Мы знаем, конечно, всех известных возвращенцев: Билибина, Прокофьева, Коненкова, Цветаеву, Вертинского. Мне кажется, что творческие люди в эмиграции больше страдают ностальгией, чем простые люди, которые легче пускают корни в чужую землю. Мне лично пришлось встретить нескольких интеллигентных людей, которые физически не могли освоиться на чужбине. Им противен был не только чужой язык, но и сама природа, окружающие люди, чужая ментальность. Может быть, в этом виден максимализм русской души, или преклоняющейся перед Западом или целиком его отрицающей. “Широк русский человек, надо бы его сузить”, – сказал Иван Карамазов.
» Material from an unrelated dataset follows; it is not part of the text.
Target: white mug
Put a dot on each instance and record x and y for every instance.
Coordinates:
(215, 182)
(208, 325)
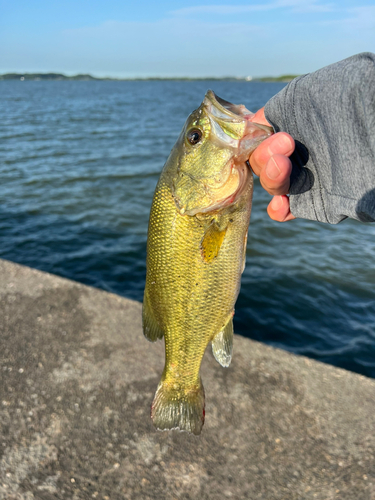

Но во многих случаях этого не требуется, узость существует от природы. Вспоминаю тут одного знакомого Сергея Королькова. Почувствовав, что в Америке он жить не может, он пошел в советское консульство и попросился домой. “Мы тебя посадим”, – сказали ему. “Отсижу”, – ответил возвращенец. Другой чертой характера некоторых эмигрантов было полное неприятие “всего советского”. Наблюдалось оно чаще всего среди старых офицеров и их детей, выросших за границей в традициях царской России. Как-то я рассказал одному эмигранту из Югославии, как мальчиком любил ходить в Кировский театр в Ленинграде на постановки “Лебединого озера” и “Спящей красавицы”; тот с усмешкой ответил: “Воображаю, как выкаблучивали там ваши доярки и свинарки!”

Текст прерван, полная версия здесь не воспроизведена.